The tax cuts passed by Republicans will only result in $50 to $55 more for an average Iowan in four years, she said. That extra money in the future does not do anything to address the problems Iowans face now, which could be resolved with state funding like child care services, mental health care and housing.
She disagreed with Reynolds’ claim that the increases to funding for these services would mean higher taxes.
Reynolds argued that DeJear shouldn’t write off the $50 that Iowans are saving from tax cuts. As families face high inflation and rising costs of living, she said it’s important to get as much back to Iowa taxpayers as possible. These tax cuts have helped Iowa better meet the current national economic challenges, while still adequately funding state programs, she said.
“We were able to not only cut taxes but make record investments in K-12 education, in broadband, and in child care and in housing,” Reynolds said. “… And so we’re watching what’s happening at the federal level, but we’re in a good place to take on some of the challenges that we’re seeing from this administration moving forward so that we can maintain those tax cuts.”
Eminent domain for carbon sequestration pipelines
Reynolds and DeJear disagreed about the use of eminent domain for privately owned pipelines that would transport liquid carbon dioxide from Iowa’s ethanol plants to out-of-state storage facilities.
Iowa currently has three pipeline projects hoping to capitalize on billions in federal tax credits and enhance ethanol markets by reducing the carbon footprint the of ethanol production process.
Reynolds, citing the importance of the ethanol industry to Iowa farmers, said she supports the existing law, which allows the Iowa Utilities Board to decide whether landowners would be forced to allow pipelines to cross their property.
“There’s a process in place and I would support the laws that are on the books,” she said.
DeJear said she would have supported legislation introduced this year that would have blocked the use of eminent domain for carbon pipelines.
“I believe that the landowners should have power in this situation because they put their blood sweat and tears into their land,” DeJear said.

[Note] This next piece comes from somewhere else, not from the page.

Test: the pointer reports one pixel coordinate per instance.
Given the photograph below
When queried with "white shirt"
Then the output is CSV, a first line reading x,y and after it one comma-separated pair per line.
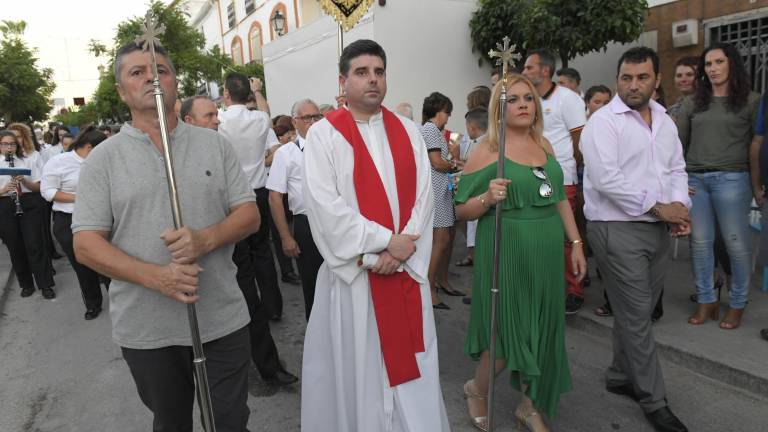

Reynolds said she would continue to push for enactment of Iowa’s “fetal heartbeat” bill, which bans abortions after roughly six weeks, with some exceptions. Reynolds has sought reconsideration of a court decision that has kept the law from taking effect. Asked if she would push for further abortion restrictions, she said it was her goal to enact the law she has already signed.
DeJear said she wants to codify Roe v. Wade, which found a constitutional right to abortion until a fetus is considered viable outside the womb. She said politicians should not dictate choices that should be made between pregnant patients and their doctors.

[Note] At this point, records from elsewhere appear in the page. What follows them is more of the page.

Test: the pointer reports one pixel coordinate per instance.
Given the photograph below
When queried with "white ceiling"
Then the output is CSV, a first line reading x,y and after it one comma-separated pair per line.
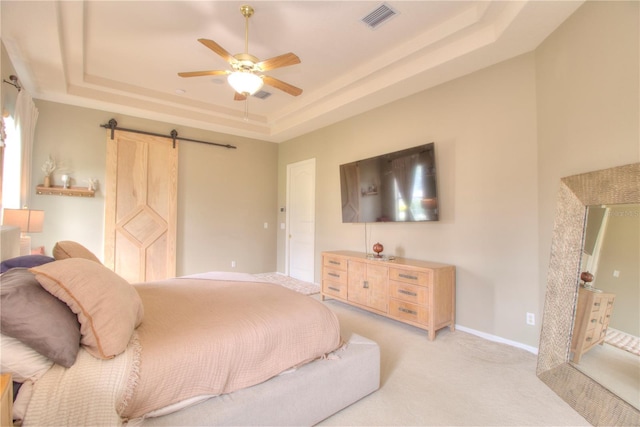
x,y
124,56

Reynolds broke in, saying, “So it’s late-term abortion, they believe you can abort a baby right up until the moment it’s born.”
“That’s not what you just heard from me,” DeJear said.

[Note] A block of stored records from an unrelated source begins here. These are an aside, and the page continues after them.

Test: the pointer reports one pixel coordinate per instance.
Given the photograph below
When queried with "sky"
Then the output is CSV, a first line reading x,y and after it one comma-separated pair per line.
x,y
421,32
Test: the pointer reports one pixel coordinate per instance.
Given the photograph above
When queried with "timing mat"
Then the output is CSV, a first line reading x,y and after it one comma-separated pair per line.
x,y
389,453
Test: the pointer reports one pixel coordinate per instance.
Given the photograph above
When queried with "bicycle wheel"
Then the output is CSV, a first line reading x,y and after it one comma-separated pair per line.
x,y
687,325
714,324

“Yeah, that is what you’re saying,” Reynolds shot back. “You’re not answering the question.”
Serve four years if elected?
Reynolds, Iowa’s former lieutenant governor, took office in 2017 after Gov. Terry Branstad resigned mid-term to become ambassador to China during the Trump administration. She was then elected in 2018 to her own four-year term.
Asked if she would serve her full four years if reelected, Reynolds did not make that commitment. “I’m concentrating on winning this election,” she said.
A Des Moines Register/Mediacom Iowa Poll published Sunday found Reynolds leads DeJear by 17 percentage points, 52% to 35%. That’s the same margin the candidates faced in the July poll, at 48% to 31%. Although fewer likely voters were undecided, over half of Iowans in the latest poll still said they did not know enough about DeJear to form an opinion about the candidate.